BOSTON (AP) — The Coast Guard yesterday called off its search for five fishermen lost at sea when their scallop boat capsized in cold, turbulent water off Nantucket, Mass.

The presumed deaths of the five crewmen on the Northern Edge, which sank Monday afternoon, could be the worst loss of life aboard a single vessel at sea in New England since six crew members aboard the Andrea Gail died in 1991 — an event described in the book “The Perfect Storm: A True Story of Men Against the Sea” by Sebastian Junger and a film.

Rescue teams searched an 1,850 square-mile area for more than 40 hours, several times longer than the eight hours a man can survive in the 47-degree water, said Coast Guard Capt.
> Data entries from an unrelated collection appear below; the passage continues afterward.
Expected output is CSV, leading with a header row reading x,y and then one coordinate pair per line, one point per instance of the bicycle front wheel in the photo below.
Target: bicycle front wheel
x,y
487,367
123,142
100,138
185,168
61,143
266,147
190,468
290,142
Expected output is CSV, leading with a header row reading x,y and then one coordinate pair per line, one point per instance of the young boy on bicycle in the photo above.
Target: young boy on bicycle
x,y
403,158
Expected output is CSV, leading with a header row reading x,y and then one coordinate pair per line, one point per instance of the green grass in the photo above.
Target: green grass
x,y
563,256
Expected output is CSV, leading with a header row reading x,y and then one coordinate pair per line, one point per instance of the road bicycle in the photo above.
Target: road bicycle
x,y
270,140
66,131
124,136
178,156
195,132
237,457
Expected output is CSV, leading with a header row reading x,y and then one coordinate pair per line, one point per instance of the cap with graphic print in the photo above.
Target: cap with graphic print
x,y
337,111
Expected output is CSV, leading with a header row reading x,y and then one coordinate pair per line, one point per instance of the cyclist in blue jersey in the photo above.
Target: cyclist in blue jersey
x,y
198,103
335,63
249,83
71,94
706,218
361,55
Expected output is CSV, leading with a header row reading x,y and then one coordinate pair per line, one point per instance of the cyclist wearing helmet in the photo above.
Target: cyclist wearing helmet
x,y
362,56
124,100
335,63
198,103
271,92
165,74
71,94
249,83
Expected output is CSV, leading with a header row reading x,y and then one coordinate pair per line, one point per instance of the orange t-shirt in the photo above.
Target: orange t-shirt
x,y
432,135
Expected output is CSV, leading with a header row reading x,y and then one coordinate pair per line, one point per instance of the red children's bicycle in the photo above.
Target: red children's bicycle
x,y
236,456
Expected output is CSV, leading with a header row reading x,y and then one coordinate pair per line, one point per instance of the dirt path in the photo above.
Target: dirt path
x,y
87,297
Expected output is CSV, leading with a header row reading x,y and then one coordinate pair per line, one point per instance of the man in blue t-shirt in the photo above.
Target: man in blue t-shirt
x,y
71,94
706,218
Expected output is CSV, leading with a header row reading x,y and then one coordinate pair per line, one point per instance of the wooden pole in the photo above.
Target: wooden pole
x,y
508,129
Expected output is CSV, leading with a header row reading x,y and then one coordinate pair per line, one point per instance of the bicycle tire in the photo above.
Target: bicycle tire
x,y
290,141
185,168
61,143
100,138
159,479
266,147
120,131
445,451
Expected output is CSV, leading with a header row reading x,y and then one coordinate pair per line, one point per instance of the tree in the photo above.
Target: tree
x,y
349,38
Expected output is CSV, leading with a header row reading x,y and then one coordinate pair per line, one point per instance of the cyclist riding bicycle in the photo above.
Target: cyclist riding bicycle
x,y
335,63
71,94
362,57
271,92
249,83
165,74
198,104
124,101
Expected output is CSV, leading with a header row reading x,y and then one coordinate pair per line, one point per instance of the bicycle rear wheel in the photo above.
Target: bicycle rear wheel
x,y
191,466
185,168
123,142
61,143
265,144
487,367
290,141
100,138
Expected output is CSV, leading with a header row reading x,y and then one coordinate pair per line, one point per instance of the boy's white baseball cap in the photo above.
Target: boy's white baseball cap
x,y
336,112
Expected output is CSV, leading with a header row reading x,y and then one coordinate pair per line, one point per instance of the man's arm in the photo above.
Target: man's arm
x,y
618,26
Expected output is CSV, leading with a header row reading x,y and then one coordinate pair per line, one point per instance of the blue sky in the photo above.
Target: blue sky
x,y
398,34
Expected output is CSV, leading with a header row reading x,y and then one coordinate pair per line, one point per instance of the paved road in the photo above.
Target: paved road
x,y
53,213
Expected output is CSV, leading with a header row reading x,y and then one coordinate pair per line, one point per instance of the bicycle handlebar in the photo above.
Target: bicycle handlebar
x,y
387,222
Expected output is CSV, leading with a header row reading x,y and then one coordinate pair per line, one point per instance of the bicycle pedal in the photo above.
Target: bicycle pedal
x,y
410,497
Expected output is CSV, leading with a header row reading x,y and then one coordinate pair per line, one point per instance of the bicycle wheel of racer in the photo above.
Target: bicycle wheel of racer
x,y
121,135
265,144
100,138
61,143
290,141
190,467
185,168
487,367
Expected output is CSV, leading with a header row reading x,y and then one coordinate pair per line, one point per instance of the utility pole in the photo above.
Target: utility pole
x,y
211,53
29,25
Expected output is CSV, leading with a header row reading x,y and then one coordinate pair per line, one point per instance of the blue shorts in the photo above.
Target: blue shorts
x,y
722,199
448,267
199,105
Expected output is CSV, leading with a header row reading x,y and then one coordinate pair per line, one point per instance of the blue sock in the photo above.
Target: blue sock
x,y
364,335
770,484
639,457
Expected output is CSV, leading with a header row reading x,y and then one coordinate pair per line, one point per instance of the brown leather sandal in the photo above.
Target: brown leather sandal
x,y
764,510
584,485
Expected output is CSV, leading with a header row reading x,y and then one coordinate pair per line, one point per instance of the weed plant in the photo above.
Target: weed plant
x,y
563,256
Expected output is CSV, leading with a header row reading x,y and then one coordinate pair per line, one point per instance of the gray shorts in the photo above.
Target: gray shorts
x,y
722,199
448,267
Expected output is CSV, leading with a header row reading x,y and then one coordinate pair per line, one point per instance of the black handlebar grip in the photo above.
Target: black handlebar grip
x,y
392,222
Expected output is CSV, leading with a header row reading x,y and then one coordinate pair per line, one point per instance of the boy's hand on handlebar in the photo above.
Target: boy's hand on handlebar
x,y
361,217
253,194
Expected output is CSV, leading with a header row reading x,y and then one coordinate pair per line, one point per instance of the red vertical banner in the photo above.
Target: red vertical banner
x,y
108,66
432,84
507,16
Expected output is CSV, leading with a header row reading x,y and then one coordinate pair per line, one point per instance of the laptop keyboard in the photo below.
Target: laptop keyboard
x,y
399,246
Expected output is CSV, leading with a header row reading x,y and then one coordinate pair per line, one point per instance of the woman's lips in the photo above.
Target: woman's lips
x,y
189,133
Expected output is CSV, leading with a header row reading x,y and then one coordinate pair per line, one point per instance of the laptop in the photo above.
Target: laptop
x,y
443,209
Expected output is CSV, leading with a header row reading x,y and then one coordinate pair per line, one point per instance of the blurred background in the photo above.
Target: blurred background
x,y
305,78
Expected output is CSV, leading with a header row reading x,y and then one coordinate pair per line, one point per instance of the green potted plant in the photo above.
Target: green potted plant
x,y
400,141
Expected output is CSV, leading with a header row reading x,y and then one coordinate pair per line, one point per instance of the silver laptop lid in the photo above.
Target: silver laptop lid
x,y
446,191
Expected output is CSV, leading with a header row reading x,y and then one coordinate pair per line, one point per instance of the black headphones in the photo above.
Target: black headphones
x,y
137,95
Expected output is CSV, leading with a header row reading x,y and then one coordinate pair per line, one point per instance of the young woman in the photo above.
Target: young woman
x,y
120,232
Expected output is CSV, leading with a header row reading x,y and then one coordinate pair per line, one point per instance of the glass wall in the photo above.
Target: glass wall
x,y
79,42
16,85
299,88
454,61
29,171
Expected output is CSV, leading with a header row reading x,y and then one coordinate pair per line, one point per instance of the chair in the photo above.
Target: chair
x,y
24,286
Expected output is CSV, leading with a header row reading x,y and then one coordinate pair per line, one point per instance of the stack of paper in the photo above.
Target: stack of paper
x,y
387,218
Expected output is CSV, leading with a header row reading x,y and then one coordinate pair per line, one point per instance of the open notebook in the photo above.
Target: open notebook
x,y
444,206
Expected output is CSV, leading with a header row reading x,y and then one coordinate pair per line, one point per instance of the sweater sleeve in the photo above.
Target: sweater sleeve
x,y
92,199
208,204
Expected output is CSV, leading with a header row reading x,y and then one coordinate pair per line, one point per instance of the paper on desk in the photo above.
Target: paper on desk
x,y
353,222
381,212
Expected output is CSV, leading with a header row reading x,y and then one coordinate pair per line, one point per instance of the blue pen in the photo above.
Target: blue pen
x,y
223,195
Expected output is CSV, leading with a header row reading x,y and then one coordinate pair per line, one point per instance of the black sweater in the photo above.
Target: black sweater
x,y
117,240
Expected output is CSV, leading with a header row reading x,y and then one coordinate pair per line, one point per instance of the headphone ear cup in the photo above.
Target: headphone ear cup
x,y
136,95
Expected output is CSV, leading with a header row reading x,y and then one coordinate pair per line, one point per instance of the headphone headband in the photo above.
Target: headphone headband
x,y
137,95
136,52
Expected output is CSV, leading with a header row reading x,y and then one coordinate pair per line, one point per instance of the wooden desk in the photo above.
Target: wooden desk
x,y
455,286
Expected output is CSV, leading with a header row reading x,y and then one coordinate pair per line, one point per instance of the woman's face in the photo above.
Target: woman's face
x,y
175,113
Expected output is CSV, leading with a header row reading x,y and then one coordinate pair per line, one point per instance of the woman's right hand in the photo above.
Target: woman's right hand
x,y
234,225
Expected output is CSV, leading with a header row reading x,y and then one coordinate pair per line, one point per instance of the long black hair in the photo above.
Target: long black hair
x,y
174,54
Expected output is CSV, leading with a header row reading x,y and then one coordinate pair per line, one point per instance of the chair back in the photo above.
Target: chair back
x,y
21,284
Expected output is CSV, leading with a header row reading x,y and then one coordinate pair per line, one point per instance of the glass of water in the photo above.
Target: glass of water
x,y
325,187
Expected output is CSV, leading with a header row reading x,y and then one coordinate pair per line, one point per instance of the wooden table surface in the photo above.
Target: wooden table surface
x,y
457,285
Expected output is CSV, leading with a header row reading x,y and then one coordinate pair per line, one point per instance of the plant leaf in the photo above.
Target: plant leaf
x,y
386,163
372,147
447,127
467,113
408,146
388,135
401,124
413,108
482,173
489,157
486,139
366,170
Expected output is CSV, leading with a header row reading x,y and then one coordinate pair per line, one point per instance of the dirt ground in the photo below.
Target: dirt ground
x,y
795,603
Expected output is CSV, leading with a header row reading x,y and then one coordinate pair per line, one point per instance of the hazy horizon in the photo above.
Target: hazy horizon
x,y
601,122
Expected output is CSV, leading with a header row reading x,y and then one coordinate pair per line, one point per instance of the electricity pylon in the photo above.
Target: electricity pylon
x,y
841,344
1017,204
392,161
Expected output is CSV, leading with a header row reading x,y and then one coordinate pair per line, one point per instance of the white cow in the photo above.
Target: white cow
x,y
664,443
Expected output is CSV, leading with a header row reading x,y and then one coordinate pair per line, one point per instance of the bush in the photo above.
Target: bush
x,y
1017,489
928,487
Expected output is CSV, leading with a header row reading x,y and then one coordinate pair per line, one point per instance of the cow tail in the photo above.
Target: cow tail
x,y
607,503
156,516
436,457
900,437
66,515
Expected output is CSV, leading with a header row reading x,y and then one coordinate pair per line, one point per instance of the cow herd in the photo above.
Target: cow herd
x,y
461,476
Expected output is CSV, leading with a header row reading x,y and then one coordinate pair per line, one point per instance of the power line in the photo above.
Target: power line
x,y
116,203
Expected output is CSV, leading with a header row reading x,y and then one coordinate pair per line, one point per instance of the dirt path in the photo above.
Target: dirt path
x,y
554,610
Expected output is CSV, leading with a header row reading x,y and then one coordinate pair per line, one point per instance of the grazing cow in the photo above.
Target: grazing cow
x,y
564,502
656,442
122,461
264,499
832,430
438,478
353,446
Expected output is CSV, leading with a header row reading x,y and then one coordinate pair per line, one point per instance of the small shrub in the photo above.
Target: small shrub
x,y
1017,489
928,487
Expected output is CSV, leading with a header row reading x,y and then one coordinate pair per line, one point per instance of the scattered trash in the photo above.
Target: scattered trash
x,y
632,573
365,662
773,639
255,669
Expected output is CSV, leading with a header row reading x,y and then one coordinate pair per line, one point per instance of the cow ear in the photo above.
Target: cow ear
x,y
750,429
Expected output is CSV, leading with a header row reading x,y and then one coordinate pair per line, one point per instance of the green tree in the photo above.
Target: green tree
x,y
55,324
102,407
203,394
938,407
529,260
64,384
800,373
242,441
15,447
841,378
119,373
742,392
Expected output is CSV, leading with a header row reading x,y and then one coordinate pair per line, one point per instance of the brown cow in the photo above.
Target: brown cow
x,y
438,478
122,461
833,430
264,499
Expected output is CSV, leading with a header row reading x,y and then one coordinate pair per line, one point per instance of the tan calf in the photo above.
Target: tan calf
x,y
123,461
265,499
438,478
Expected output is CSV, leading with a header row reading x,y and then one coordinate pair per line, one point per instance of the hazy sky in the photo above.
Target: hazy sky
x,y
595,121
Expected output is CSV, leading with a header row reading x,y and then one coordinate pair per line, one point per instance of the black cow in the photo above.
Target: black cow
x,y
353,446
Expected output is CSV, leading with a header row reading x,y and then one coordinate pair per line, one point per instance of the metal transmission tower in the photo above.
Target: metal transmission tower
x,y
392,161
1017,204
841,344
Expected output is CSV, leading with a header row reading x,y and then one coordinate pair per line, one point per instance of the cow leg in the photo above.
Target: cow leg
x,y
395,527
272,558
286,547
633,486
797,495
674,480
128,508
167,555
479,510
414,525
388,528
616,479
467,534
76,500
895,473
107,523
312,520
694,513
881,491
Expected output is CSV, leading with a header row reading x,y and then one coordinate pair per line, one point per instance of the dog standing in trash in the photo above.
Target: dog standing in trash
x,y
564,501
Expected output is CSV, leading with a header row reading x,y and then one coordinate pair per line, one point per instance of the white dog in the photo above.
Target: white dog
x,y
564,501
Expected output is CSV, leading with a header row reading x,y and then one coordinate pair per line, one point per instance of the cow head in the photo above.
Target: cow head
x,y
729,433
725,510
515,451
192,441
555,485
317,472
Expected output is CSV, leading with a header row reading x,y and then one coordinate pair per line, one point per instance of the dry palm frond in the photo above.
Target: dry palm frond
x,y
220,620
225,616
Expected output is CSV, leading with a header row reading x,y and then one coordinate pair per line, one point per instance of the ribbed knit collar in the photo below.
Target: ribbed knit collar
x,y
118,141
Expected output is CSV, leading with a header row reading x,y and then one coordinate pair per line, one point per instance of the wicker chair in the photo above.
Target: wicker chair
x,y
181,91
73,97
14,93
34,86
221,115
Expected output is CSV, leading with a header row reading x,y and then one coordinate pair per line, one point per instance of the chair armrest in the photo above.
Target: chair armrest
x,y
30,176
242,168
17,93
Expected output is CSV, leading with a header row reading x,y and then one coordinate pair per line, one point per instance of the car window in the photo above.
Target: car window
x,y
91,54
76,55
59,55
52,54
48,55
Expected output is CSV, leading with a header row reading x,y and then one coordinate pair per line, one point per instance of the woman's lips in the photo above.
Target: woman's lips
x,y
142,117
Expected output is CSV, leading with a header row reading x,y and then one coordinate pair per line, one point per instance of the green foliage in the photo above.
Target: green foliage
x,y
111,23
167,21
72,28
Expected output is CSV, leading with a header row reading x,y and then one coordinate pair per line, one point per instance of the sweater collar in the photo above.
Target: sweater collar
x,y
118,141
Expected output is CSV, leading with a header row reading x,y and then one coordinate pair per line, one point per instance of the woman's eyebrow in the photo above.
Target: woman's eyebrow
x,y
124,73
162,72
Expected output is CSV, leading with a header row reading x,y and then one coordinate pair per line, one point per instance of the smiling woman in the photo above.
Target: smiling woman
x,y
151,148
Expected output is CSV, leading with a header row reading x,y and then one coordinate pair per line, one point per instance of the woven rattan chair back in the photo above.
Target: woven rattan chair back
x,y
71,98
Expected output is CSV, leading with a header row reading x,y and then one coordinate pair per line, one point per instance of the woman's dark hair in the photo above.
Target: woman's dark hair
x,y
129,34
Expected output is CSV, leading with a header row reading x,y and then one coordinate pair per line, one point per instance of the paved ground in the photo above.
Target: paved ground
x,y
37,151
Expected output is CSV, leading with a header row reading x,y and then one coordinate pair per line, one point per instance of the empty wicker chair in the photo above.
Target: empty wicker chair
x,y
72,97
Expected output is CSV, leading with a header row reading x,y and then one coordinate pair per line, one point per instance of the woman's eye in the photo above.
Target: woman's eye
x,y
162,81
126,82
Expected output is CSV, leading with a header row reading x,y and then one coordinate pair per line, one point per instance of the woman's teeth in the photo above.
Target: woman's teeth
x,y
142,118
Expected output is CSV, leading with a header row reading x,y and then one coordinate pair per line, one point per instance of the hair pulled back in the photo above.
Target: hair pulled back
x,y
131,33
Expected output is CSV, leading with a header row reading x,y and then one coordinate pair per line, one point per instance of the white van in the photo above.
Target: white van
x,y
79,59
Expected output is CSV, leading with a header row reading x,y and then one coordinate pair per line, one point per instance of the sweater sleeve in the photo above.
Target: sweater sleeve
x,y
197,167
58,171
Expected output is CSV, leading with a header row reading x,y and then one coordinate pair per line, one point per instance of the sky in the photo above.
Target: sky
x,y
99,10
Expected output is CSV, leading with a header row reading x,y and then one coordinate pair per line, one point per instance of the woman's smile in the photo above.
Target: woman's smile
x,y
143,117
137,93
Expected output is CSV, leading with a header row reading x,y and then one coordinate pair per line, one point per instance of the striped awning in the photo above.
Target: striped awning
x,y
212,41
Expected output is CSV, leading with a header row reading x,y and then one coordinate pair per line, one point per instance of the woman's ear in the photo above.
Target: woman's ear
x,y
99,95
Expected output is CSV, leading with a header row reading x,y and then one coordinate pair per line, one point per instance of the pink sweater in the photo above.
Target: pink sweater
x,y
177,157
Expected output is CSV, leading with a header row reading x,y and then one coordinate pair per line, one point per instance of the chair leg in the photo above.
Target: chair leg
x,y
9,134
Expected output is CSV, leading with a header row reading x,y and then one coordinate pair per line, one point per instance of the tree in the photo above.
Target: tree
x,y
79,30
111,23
David Spillman.

One Northern Edge crewman survived after being grabbed from the frigid water by another scallop boat.

The presumed deaths sparked anger among boat owners and fishermen, who said federal rules that cut fishing days and penalize fishermen who leave fishing grounds early force captains to fish in dangerous weather to take advantage of limited opportunities.

“You’re taking the skipper out of the wheelhouse and putting lobbyists and congressmen in the seat, making decisions for you,” said Kevin Mello, a New Bedford, Mass., fishing boat owner.

Federal regulators, who cautioned against assigning blame before facts in the sinking were known, said penalties ensure fishermen don’t exceed catch limits in restricted areas. The regulators also said new rules where the Northern Edge went down — called the Nantucket Lightship area — are more lenient than ever.

Scallop dredging is regulated tightly in the Northern Lightship area to protect stocks of vulnerable fish that swim near the ocean floor, such as cod.

Earlier yesterday, the sole surviving crewman, Pedro Furtado, spoke with Coast Guard officials for the first time about his harrowing experience.

Mr. Furtado stayed aboard the Diane Marie until it arrived before dawn yesterday in New Bedford, where he was interviewed by Coast Guard officials. He appeared to be in good health, said Tony Alvernaz, captain of the Diane Marie.

Mr. Alvernaz said Mr. Furtado had endured about a half-hour in the water, some of the time without a shirt.

The crew member was tossed from his lifeboat two or three times by the waves but managed to climb back aboard the life raft each time before crew members of the Diane Marie saved him, Mr. Alvernaz said.

“I’m in awe over this man,” he said. “He was fine.”